I'm trying to scrape a table from a webpage, but the table is dynamically loaded via JavaScript and appears 5-7 seconds after page load when viewed manually.
However, when using a web scraper, the table does not load at all or times out. I’ve tried multiple approaches (Playwright, Selenium, BeautifulSoup, and Scrapy), but none seem to work.
What I’ve Tried:
Waiting longer for JavaScript to render the table
Increased timeout (wait_for_selector in Playwright, WebDriverWait in Selenium). Added sleep() before scraping.
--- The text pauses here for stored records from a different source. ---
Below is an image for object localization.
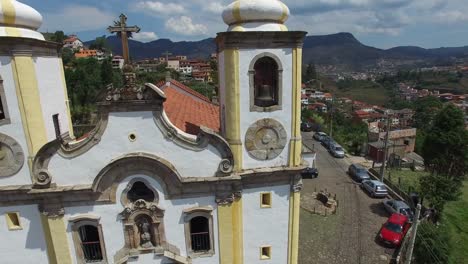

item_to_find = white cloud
[203,2,224,15]
[41,5,118,33]
[135,1,187,15]
[133,32,158,42]
[166,16,208,36]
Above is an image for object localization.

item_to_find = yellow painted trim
[231,24,245,32]
[260,192,272,208]
[288,192,301,264]
[232,1,242,22]
[289,48,302,167]
[5,27,21,37]
[58,58,75,139]
[5,212,23,231]
[218,198,244,264]
[41,214,72,264]
[279,2,288,23]
[224,49,242,171]
[11,56,47,157]
[0,0,21,37]
[0,0,16,25]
Ensuring the correct selector
The table exists inside:
<div class="col-sm-12">
<table id="data-table" class="table ...">...</table>
</div>
I verified div.col-sm-12 table#data-table
in Chrome DevTools, and it matches the actual table.
Trying different scraping tools
Playwright: wait_for_selector() times out even after 20+ seconds. Selenium: WebDriverWait still doesn't detect the table. BeautifulSoup: requests.get() only returns the initial page source without the table. Scrapy: Table is missing from the response.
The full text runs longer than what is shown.